Моя мать Марина Цветаева | страница 54
Наконец поезд дотянулся до Берлина, постоял на трех его вокзалах — Александербурге, Зоо, Фридрихерсбурге, — на четвертом, Шарлоттенбурге, мы сошли; одетый в зеленое носильщик легко дотащил наши пожитки до извозчика.
День — 15 мая 1922 года — был солнечный; большой, благопристойный, строго-нарядный город разворачивал перед нами широкие улицы и массивные дома в массивном убранстве плюща, увивавшего стены и балконы.
Прагерплац с пансионом, в котором жили, вернее — ночевали Эренбурги, и с кафе «Прагердиле», в котором они проводили дни, оказалась маленькой уютной площадью, даже площадкой, вроде нашей московской Собачьей, только на чужеземный лад.

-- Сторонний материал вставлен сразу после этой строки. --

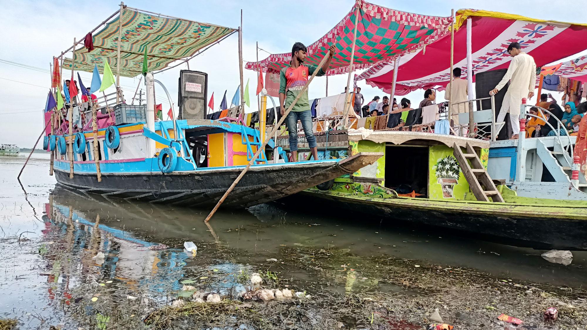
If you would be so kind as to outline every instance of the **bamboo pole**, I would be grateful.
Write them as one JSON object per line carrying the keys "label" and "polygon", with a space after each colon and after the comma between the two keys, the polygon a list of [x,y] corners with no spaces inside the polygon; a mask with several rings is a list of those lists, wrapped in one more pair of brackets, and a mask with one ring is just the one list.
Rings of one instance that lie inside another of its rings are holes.
{"label": "bamboo pole", "polygon": [[[73,82],[73,68],[75,67],[75,38],[73,38],[73,48],[72,52],[73,56],[72,57],[72,79],[69,81],[69,85],[75,83]],[[71,90],[71,89],[69,89]],[[73,179],[73,99],[75,95],[69,95],[69,114],[68,119],[69,120],[69,179]]]}
{"label": "bamboo pole", "polygon": [[[450,10],[450,17],[453,19],[453,23],[450,25],[450,72],[449,73],[450,81],[448,82],[448,89],[450,90],[450,94],[448,95],[448,125],[450,125],[450,121],[453,119],[453,94],[454,94],[453,92],[453,70],[454,66],[454,9]],[[457,135],[460,136],[460,132]]]}
{"label": "bamboo pole", "polygon": [[[90,96],[90,99],[92,99]],[[90,101],[91,102],[91,101]],[[98,140],[98,120],[96,115],[96,105],[92,102],[90,105],[92,106],[92,132],[94,136],[94,161],[96,162],[96,176],[98,179],[98,182],[102,181],[102,173],[100,170],[100,154],[98,151],[98,145],[100,142]]]}
{"label": "bamboo pole", "polygon": [[265,142],[263,142],[262,144],[259,146],[258,149],[257,149],[257,152],[255,153],[255,155],[253,156],[252,158],[249,161],[249,163],[247,164],[247,167],[242,170],[242,171],[241,172],[240,174],[238,174],[238,176],[237,177],[237,179],[234,180],[234,182],[233,182],[232,184],[230,185],[230,187],[228,187],[228,190],[226,191],[226,193],[224,193],[224,195],[222,196],[222,198],[220,198],[220,200],[218,201],[218,203],[216,204],[216,206],[214,206],[214,208],[212,209],[212,211],[210,212],[210,214],[208,214],[207,217],[206,217],[206,218],[204,221],[207,222],[210,220],[212,217],[214,215],[214,213],[216,213],[216,211],[218,209],[219,207],[220,207],[220,206],[224,201],[224,200],[226,199],[226,197],[227,196],[228,196],[228,194],[230,194],[230,192],[232,191],[232,189],[234,189],[235,186],[237,186],[237,184],[238,183],[238,181],[241,181],[241,179],[242,179],[242,177],[245,175],[245,173],[247,173],[247,171],[248,171],[249,169],[251,167],[251,166],[254,163],[255,163],[257,157],[259,156],[259,154],[261,153],[261,152],[265,150],[265,145],[269,142],[269,140],[271,139],[271,137],[273,136],[274,134],[275,134],[275,132],[277,132],[277,130],[279,128],[279,126],[281,126],[281,124],[284,123],[284,121],[285,120],[285,118],[287,117],[288,115],[289,114],[289,112],[291,112],[291,110],[294,107],[294,106],[295,106],[295,104],[298,102],[298,100],[299,99],[302,95],[303,94],[303,93],[308,89],[308,86],[310,85],[310,83],[312,82],[312,80],[313,80],[314,77],[316,76],[316,74],[318,73],[318,71],[319,71],[321,69],[322,69],[322,66],[324,65],[324,63],[326,62],[326,60],[329,57],[330,57],[330,52],[328,52],[326,53],[326,55],[324,56],[324,58],[323,58],[322,60],[320,62],[320,64],[318,65],[318,67],[316,68],[316,70],[314,70],[314,73],[312,73],[311,76],[310,76],[310,79],[308,80],[308,82],[306,83],[305,86],[303,86],[303,88],[302,89],[302,90],[299,92],[299,93],[298,94],[298,96],[296,96],[295,99],[294,99],[294,102],[292,102],[292,104],[289,105],[289,107],[288,107],[287,110],[285,111],[285,112],[284,113],[284,115],[281,116],[281,119],[279,119],[279,121],[275,125],[273,126],[273,129],[271,131],[271,133],[267,134],[267,137],[265,139]]}
{"label": "bamboo pole", "polygon": [[[357,7],[357,10],[355,12],[355,32],[353,33],[353,46],[350,50],[350,63],[349,63],[349,77],[346,79],[346,95],[345,96],[345,113],[343,115],[342,124],[343,127],[346,128],[347,122],[349,118],[349,111],[350,106],[350,98],[349,94],[350,93],[350,76],[353,73],[353,62],[355,59],[355,45],[357,42],[357,23],[359,22],[359,8]],[[353,112],[354,113],[354,111]]]}
{"label": "bamboo pole", "polygon": [[47,122],[47,123],[45,125],[45,127],[43,128],[43,131],[41,132],[41,135],[39,136],[39,139],[37,139],[37,142],[35,143],[35,146],[33,146],[33,150],[31,150],[31,153],[29,153],[29,156],[26,157],[26,160],[25,161],[25,164],[22,166],[22,168],[21,169],[21,171],[18,173],[18,176],[16,177],[17,179],[20,179],[21,174],[22,174],[22,171],[25,169],[25,166],[26,166],[26,163],[29,162],[29,159],[31,158],[31,156],[33,154],[33,152],[35,152],[35,148],[36,147],[37,143],[39,143],[39,140],[41,140],[41,138],[43,137],[43,135],[45,134],[45,130],[47,129],[47,126],[48,126],[49,122]]}
{"label": "bamboo pole", "polygon": [[241,123],[245,120],[245,85],[242,76],[242,9],[241,9],[241,26],[238,27],[238,69],[241,75]]}
{"label": "bamboo pole", "polygon": [[124,3],[120,2],[120,14],[118,19],[118,43],[116,45],[116,104],[120,103],[119,86],[120,86],[120,48],[122,46],[122,10]]}

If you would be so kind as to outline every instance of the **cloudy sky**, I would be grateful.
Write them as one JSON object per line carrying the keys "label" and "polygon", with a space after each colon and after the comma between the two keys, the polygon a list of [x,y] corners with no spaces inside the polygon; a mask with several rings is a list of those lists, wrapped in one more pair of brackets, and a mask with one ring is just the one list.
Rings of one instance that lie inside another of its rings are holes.
{"label": "cloudy sky", "polygon": [[[585,22],[585,11],[578,2],[559,0],[556,5],[551,0],[420,0],[390,1],[373,0],[378,5],[398,10],[436,16],[449,16],[451,8],[473,8],[517,14],[524,16],[564,22]],[[50,85],[49,63],[53,56],[70,47],[73,38],[81,38],[87,32],[110,16],[119,8],[119,2],[102,0],[96,2],[44,0],[31,1],[4,0],[0,3],[4,32],[0,33],[0,143],[16,143],[21,147],[32,147],[43,127],[42,110]],[[271,53],[291,50],[296,41],[309,45],[321,37],[340,21],[351,9],[351,0],[290,1],[159,1],[143,0],[126,4],[155,12],[185,19],[237,28],[240,9],[243,9],[243,57],[245,61],[255,59],[255,42]],[[573,9],[575,8],[575,9]],[[576,9],[576,10],[575,10]],[[208,73],[208,92],[214,92],[215,103],[228,89],[228,102],[239,84],[238,42],[236,34],[190,61],[190,68]],[[561,45],[561,47],[564,47]],[[587,46],[586,46],[587,47]],[[556,52],[556,49],[553,51]],[[259,52],[259,58],[267,53]],[[70,52],[69,57],[70,57]],[[573,56],[571,56],[572,58]],[[177,102],[179,70],[186,65],[156,76],[169,90]],[[70,75],[64,72],[63,75]],[[91,73],[81,72],[86,86]],[[245,72],[245,82],[251,80],[251,106],[257,108],[254,97],[256,79],[254,72]],[[132,97],[139,79],[121,78],[120,85],[127,99]],[[329,78],[329,95],[340,93],[346,85],[346,75]],[[326,79],[317,78],[309,88],[311,98],[325,96]],[[359,83],[366,99],[384,93],[376,89]],[[156,87],[156,89],[158,89]],[[169,102],[157,90],[157,99],[164,110]],[[419,100],[421,92],[410,93],[407,97]],[[439,97],[442,100],[441,95]]]}

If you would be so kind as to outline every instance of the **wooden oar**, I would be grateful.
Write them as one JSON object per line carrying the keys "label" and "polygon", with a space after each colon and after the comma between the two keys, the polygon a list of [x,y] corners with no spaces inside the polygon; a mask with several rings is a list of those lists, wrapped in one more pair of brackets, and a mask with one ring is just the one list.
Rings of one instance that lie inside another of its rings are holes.
{"label": "wooden oar", "polygon": [[303,92],[305,92],[306,89],[308,89],[308,86],[309,86],[310,83],[312,82],[312,79],[313,79],[314,77],[316,76],[316,73],[318,73],[318,71],[319,71],[320,69],[322,68],[322,66],[324,65],[324,63],[326,62],[326,60],[328,59],[329,57],[330,57],[330,52],[327,52],[326,55],[325,55],[324,56],[324,58],[322,59],[322,60],[321,61],[320,64],[318,65],[318,67],[316,68],[316,70],[314,70],[314,73],[312,73],[311,76],[310,76],[310,79],[308,79],[308,83],[306,83],[305,86],[303,86],[303,88],[302,89],[302,90],[300,91],[299,93],[298,94],[298,96],[296,96],[295,99],[294,99],[294,102],[292,102],[292,104],[289,105],[289,107],[288,107],[288,110],[285,112],[285,113],[284,113],[284,115],[281,116],[281,119],[279,119],[279,122],[277,123],[277,124],[274,126],[273,130],[271,131],[271,133],[270,133],[267,135],[267,138],[265,139],[265,142],[264,142],[262,144],[259,146],[259,148],[257,149],[257,152],[255,153],[255,156],[253,156],[252,159],[251,159],[251,161],[249,161],[249,163],[247,164],[247,167],[242,170],[242,171],[241,172],[241,174],[238,174],[238,176],[237,177],[237,179],[234,180],[234,182],[232,183],[232,184],[230,185],[230,187],[228,187],[228,190],[226,191],[226,193],[224,193],[224,195],[221,198],[220,198],[220,200],[218,201],[218,203],[216,204],[216,206],[215,206],[214,208],[212,209],[212,211],[210,212],[210,214],[208,214],[207,217],[206,217],[206,219],[204,221],[210,221],[210,220],[214,215],[214,213],[215,213],[216,211],[218,209],[218,207],[220,207],[220,205],[221,205],[222,203],[224,201],[224,200],[226,199],[227,196],[228,196],[228,194],[230,194],[230,192],[232,191],[232,189],[234,189],[234,187],[237,186],[237,184],[238,183],[238,181],[241,181],[241,179],[242,179],[243,176],[244,176],[245,173],[247,173],[247,171],[249,170],[249,168],[251,167],[251,166],[254,163],[255,163],[255,161],[257,160],[257,157],[261,153],[261,151],[265,149],[265,145],[268,143],[269,143],[269,140],[271,139],[271,137],[273,136],[273,135],[276,132],[277,132],[278,129],[279,129],[281,126],[281,124],[284,123],[284,120],[285,120],[285,118],[288,116],[288,115],[289,114],[289,112],[294,107],[294,106],[295,106],[295,104],[298,102],[298,100],[299,99],[300,97],[302,96],[302,94],[303,94]]}

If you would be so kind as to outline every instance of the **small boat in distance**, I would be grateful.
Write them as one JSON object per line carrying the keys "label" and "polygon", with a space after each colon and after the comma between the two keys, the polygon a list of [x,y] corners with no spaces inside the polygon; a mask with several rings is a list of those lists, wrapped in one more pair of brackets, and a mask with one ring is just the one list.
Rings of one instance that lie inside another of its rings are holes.
{"label": "small boat in distance", "polygon": [[16,144],[0,144],[0,156],[18,156],[21,149]]}

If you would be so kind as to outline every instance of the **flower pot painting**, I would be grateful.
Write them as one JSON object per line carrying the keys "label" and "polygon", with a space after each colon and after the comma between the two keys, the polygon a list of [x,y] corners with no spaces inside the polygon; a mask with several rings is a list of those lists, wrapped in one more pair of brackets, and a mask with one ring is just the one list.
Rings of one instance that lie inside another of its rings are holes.
{"label": "flower pot painting", "polygon": [[454,185],[458,184],[461,170],[457,159],[452,156],[441,158],[434,165],[434,170],[438,182],[442,186],[443,197],[445,198],[453,198],[453,189]]}

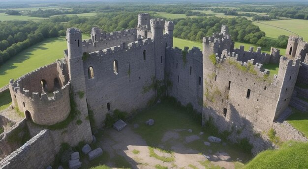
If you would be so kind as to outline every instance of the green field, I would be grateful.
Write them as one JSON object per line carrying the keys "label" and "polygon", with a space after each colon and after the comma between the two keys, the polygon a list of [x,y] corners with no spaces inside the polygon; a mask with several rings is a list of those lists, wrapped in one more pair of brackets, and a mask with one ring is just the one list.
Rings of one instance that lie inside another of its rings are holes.
{"label": "green field", "polygon": [[308,169],[308,143],[289,142],[258,154],[244,169]]}
{"label": "green field", "polygon": [[281,35],[289,36],[296,35],[297,34],[303,37],[304,40],[308,41],[307,20],[289,19],[285,20],[253,22],[253,24],[259,26],[261,30],[265,32],[266,36],[268,37],[277,38]]}
{"label": "green field", "polygon": [[64,37],[46,39],[26,49],[0,66],[0,87],[40,67],[63,57],[67,48]]}
{"label": "green field", "polygon": [[292,109],[293,113],[287,121],[294,128],[300,131],[306,137],[308,137],[308,113],[303,113],[296,109]]}
{"label": "green field", "polygon": [[8,15],[5,14],[5,13],[0,13],[0,21],[1,21],[12,20],[38,20],[44,19],[48,19],[48,18],[32,17],[23,15]]}
{"label": "green field", "polygon": [[92,16],[96,16],[96,15],[97,15],[97,14],[96,13],[82,13],[82,14],[55,15],[53,15],[53,16],[51,16],[51,17],[58,16],[62,16],[62,15],[66,15],[66,16],[73,16],[73,15],[77,15],[77,16],[78,16],[79,17],[92,17]]}

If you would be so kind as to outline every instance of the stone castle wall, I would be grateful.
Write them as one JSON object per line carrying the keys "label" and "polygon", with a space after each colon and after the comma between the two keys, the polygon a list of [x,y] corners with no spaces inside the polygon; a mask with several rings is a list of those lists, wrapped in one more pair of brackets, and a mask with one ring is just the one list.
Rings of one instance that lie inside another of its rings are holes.
{"label": "stone castle wall", "polygon": [[53,140],[48,130],[42,130],[0,162],[0,168],[45,169],[55,159]]}
{"label": "stone castle wall", "polygon": [[135,28],[110,33],[103,32],[101,39],[97,42],[93,42],[92,39],[84,40],[82,48],[84,52],[91,53],[118,45],[127,46],[127,44],[136,41],[137,29]]}
{"label": "stone castle wall", "polygon": [[[102,125],[110,112],[107,104],[111,111],[118,109],[129,112],[145,108],[155,96],[152,90],[143,92],[155,76],[154,45],[151,39],[139,40],[128,44],[127,48],[116,46],[92,53],[84,61],[87,101],[94,112],[97,126]],[[114,62],[117,63],[117,72]],[[89,76],[90,67],[93,78]]]}
{"label": "stone castle wall", "polygon": [[[70,105],[68,75],[62,71],[65,70],[63,69],[65,66],[59,62],[55,62],[15,82],[11,80],[10,91],[14,107],[25,113],[26,118],[38,124],[52,125],[66,119]],[[60,89],[54,86],[56,78]],[[45,81],[47,86],[44,93],[41,80]]]}
{"label": "stone castle wall", "polygon": [[202,53],[200,48],[182,50],[167,49],[165,70],[172,85],[168,94],[184,105],[191,103],[194,109],[202,111],[203,76]]}

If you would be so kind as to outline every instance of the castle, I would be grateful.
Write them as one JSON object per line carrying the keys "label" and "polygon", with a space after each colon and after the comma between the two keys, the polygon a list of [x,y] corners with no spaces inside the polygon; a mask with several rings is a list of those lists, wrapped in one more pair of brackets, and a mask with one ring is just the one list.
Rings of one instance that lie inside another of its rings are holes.
{"label": "castle", "polygon": [[[41,140],[50,142],[52,138],[51,148],[44,151],[54,154],[62,143],[72,146],[81,141],[91,143],[91,125],[103,126],[106,114],[113,110],[130,112],[146,108],[157,97],[157,91],[151,90],[155,89],[145,90],[154,80],[168,81],[166,94],[183,105],[191,103],[202,113],[203,124],[211,119],[220,131],[236,127],[244,131],[238,137],[248,138],[252,130],[272,127],[289,105],[297,81],[308,83],[308,45],[300,38],[289,38],[287,58],[273,48],[270,54],[261,53],[260,48],[256,52],[253,48],[245,51],[244,46],[234,48],[223,25],[220,33],[203,38],[202,51],[173,48],[174,29],[172,22],[150,19],[148,14],[139,14],[135,28],[106,33],[93,27],[88,40],[82,40],[79,29],[70,28],[64,59],[11,79],[14,107],[42,129],[66,119],[74,100],[79,112],[75,120],[82,121],[81,124],[72,122],[65,129],[30,132]],[[262,67],[269,63],[279,64],[278,74],[269,76]],[[86,120],[90,111],[95,124]],[[266,147],[252,140],[255,148]],[[35,143],[34,139],[29,144],[35,147]],[[12,166],[4,162],[3,168],[31,168],[22,160],[24,155],[16,153],[6,159],[18,157],[24,163]],[[42,156],[40,162],[45,165],[54,159]]]}

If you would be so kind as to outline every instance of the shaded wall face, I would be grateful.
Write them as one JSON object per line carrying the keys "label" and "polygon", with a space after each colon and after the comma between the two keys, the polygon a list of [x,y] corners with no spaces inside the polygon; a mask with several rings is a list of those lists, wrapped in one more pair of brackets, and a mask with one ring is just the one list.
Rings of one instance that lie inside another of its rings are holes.
{"label": "shaded wall face", "polygon": [[199,112],[202,110],[203,76],[202,53],[201,51],[187,52],[186,59],[182,50],[168,48],[165,70],[172,85],[168,94],[184,105],[190,103]]}
{"label": "shaded wall face", "polygon": [[[89,78],[90,67],[93,69],[92,78]],[[103,56],[91,56],[84,62],[84,70],[87,101],[94,113],[97,126],[103,125],[109,109],[129,113],[146,107],[155,97],[152,89],[145,92],[145,88],[152,84],[155,76],[154,43],[127,50],[120,49]]]}

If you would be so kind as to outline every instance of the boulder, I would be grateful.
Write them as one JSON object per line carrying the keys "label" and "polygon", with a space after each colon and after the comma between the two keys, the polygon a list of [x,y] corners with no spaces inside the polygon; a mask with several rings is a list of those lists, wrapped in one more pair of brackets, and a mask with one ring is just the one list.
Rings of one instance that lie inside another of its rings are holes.
{"label": "boulder", "polygon": [[89,157],[89,160],[92,160],[94,158],[101,156],[103,154],[103,150],[98,147],[93,151],[90,151],[90,152],[88,154],[88,156]]}
{"label": "boulder", "polygon": [[85,145],[83,147],[82,147],[82,152],[83,152],[85,154],[89,153],[89,152],[91,151],[92,150],[92,149],[91,148],[91,147],[88,144]]}
{"label": "boulder", "polygon": [[155,121],[153,119],[149,119],[148,121],[146,121],[146,124],[149,125],[153,125]]}
{"label": "boulder", "polygon": [[219,143],[221,142],[221,139],[214,136],[210,136],[208,139],[210,142],[212,143]]}
{"label": "boulder", "polygon": [[79,159],[69,160],[68,161],[68,168],[69,169],[78,169],[81,167],[81,162]]}
{"label": "boulder", "polygon": [[70,160],[74,160],[79,159],[79,152],[78,151],[74,152],[70,155]]}
{"label": "boulder", "polygon": [[204,145],[206,145],[206,146],[211,146],[211,143],[210,142],[203,142],[203,143],[204,143]]}
{"label": "boulder", "polygon": [[92,135],[92,137],[93,138],[93,141],[92,143],[95,143],[96,142],[96,138],[94,136],[94,135]]}

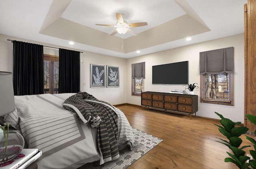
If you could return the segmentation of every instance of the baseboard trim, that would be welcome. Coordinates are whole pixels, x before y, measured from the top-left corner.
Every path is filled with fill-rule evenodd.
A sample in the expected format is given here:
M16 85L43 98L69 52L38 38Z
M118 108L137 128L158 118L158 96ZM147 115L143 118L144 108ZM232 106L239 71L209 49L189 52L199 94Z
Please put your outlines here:
M122 103L122 104L116 104L116 105L113 105L114 106L121 106L122 105L129 105L129 106L134 106L134 107L141 107L142 106L141 105L137 105L136 104L130 104L130 103ZM195 115L194 114L191 114L191 116L192 117L193 117L193 118L198 118L198 119L204 119L205 120L211 120L211 121L218 121L218 122L220 122L220 119L214 119L214 118L210 118L210 117L204 117L204 116L200 116L200 115ZM243 123L241 123L241 124L238 125L239 126L244 126L244 124Z

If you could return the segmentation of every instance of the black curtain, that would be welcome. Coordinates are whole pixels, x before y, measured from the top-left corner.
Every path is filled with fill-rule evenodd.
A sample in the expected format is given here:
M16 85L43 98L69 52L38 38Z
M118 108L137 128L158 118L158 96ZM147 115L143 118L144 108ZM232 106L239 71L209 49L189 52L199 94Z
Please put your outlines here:
M44 93L43 46L14 40L14 95Z
M80 52L59 50L59 93L80 91Z

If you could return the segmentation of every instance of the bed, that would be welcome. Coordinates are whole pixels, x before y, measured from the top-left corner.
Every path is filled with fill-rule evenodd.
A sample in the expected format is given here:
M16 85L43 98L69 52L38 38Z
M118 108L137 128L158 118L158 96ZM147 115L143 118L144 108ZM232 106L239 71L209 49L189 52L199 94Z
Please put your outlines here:
M85 103L82 109L70 99L78 94ZM96 161L102 164L118 158L118 150L134 145L132 128L124 113L86 92L14 97L16 109L4 120L21 133L26 147L42 151L36 161L38 169L76 169ZM99 119L92 112L103 113L104 118ZM109 121L105 114L111 114ZM108 131L104 125L114 131L104 133Z

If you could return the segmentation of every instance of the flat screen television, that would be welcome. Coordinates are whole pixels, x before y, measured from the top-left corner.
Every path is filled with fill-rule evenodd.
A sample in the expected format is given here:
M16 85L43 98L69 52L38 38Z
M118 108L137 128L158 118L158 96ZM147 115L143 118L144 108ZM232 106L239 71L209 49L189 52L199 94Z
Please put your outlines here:
M152 84L188 84L188 61L152 66Z

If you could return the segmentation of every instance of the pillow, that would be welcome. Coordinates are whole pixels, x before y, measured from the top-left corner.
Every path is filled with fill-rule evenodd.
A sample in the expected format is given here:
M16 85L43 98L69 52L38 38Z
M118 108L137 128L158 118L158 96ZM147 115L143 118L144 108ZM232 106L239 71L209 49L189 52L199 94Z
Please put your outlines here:
M4 121L6 123L9 123L12 127L16 130L20 129L19 125L19 117L18 115L16 107L14 111L4 116Z

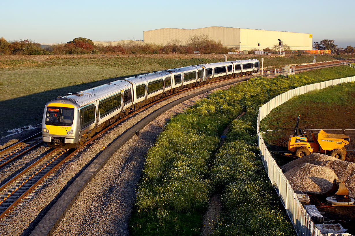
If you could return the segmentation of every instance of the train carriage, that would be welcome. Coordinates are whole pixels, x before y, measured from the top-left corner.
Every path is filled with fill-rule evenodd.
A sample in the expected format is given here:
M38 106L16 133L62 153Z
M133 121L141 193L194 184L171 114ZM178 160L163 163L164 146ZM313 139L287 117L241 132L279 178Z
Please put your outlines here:
M202 82L251 74L260 67L256 59L190 65L68 93L46 104L43 140L52 146L79 146L96 132L159 98Z

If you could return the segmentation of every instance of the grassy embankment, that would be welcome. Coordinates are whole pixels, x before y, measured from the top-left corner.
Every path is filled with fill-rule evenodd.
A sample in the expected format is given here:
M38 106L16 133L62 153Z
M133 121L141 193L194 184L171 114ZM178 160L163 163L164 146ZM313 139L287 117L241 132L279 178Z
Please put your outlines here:
M297 115L300 115L301 119L299 128L302 130L353 129L355 124L354 98L354 83L341 84L302 94L273 110L262 121L260 128L292 129ZM269 131L263 134L263 136L269 150L285 151L287 150L288 138L291 133L292 131ZM350 147L354 143L353 137L350 135L349 146L346 148L352 148ZM277 154L273 155L280 166L293 160ZM349 152L346 160L354 161L354 154Z
M34 58L31 60L0 60L0 109L2 111L0 135L5 134L7 129L40 122L45 104L58 96L87 89L120 78L223 60L221 55L178 55L175 58L171 58L172 55L155 57L94 55L90 57L76 56L70 58L65 56L61 57L34 56L30 57ZM228 59L261 57L252 56L230 57L229 55ZM27 56L24 56L24 58ZM7 57L6 58L8 58ZM47 57L49 59L44 59ZM312 59L310 56L264 57L264 67L310 62ZM339 58L338 56L322 56L317 60L322 61Z
M147 154L132 235L199 235L215 192L222 193L223 210L215 235L294 235L258 156L256 117L258 108L278 94L355 74L346 67L317 71L316 76L253 79L215 92L172 119ZM218 150L224 127L242 111L246 114L232 121Z

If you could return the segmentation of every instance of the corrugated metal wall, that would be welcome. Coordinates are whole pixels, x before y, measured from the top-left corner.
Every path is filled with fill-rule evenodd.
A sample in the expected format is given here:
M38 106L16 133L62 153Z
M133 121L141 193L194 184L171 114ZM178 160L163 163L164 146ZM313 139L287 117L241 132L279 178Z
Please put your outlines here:
M185 45L191 36L202 34L207 35L210 39L216 41L220 40L225 46L240 46L241 50L257 48L258 43L260 44L261 50L267 47L272 47L278 43L278 39L292 50L312 49L312 35L308 33L216 26L192 29L164 28L144 31L144 42L165 45L178 39Z

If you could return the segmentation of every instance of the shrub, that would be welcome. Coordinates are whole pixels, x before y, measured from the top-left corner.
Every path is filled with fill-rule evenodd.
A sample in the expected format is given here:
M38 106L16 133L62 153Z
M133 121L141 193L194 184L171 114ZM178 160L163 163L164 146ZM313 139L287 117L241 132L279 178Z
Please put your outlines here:
M0 38L0 54L10 54L10 43L6 41L4 37Z

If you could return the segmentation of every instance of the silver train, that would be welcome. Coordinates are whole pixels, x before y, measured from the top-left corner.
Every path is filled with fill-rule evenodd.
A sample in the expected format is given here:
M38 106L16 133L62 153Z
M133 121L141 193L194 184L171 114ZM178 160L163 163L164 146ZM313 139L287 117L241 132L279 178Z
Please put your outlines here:
M255 73L260 65L250 59L190 65L68 93L46 104L43 141L57 148L80 146L96 132L153 101L183 89Z

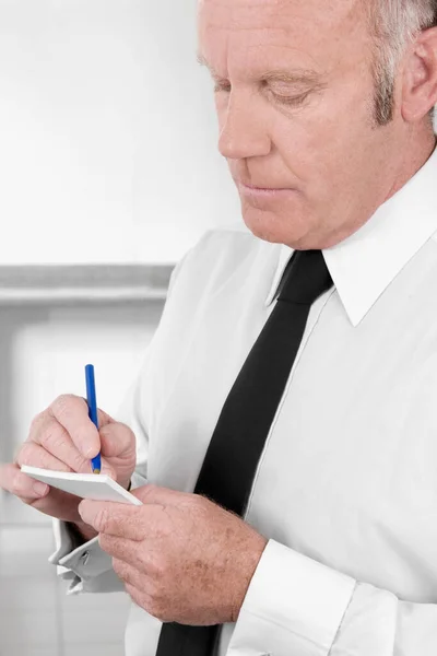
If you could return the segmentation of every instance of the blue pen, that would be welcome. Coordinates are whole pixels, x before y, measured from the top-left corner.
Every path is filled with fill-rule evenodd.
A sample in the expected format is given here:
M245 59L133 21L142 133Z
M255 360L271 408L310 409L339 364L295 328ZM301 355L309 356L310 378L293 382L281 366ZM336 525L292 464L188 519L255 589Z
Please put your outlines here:
M88 417L95 427L98 431L98 419L97 419L97 399L95 393L95 380L94 380L94 366L87 364L85 366L85 378L86 378L86 401L88 403ZM95 458L91 460L93 473L101 473L102 462L101 454L98 453Z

Случилось так, что, пока мы неуверенно разглядывали двери пансиона, они распахнулись и на пороге показался — в круглой шляпе с жесткой тульей — сам Эренбург с неизменной трубкой в зубах; едва не столкнувшись, они с Мариной огорошенно посмотрели друг на друга, рассмеялись, обнялись. «Ну, здравствуйте, Илья Григорьевич! Вот и мы…» — «Как же вы доехали? Все в порядке? Впрочем, расспросы будут потом, а теперь надо взять вещи!»
Поднявшись на лифте, мы вскоре оказались в большой, темноватой, заваленной книгами эренбурговской комнате, которую он нам тут же предоставил в полное распоряжение и которую мы занимали вплоть до его летнего отъезда в приморское местечко Бинг-ам-Рюген.
…Дружба Марины с Эренбургом была непродолжительной, как большинство ее дружб — личных, не эпистолярных, — но куда более обоюдной, чем многие иные. Тяготея к силе, Марина, тем не менее, нередко влеклась к слабости, как к некоему временному руслу собственных паводков и переизбытков.
Перенасыщая своими щедротами хилые души, она открывала в них собственные же клады, дивилась, радовалась им и восславляла их — но донышко было близко, всегда слишком близко; отношения пересыхали — оставались стихи, уже забывшие об источнике, их породившем…
Справедливости ради надо сказать, что некоторые из этих душ были хилыми лишь по сравнению с Марининой мощью; что, в своем (общепринятом) измерении, они оказывались порою не столь уж мелководными — но что до того было самой Марине с ее «безмерностью в мире мер»!
Дружба Марины с Эренбургом была дружбой двух сил — причем взаимонепроницаемых, или почти. Марине был чужд Эренбургов рационализм, наличествовавший даже в фантастике, публицистическая широкоохватность его творчества, уже определившаяся в 20-е годы, как ему— космическая камерность ее лирики, «простонародность» (просто — народность!) ее «Царь-Девицы», и вообще — рассийское, былинное, богатырское начало в ее поэзии, вплоть до самой рассийскости ее языка, к которой он оставался уважительно-глух всю свою жизнь.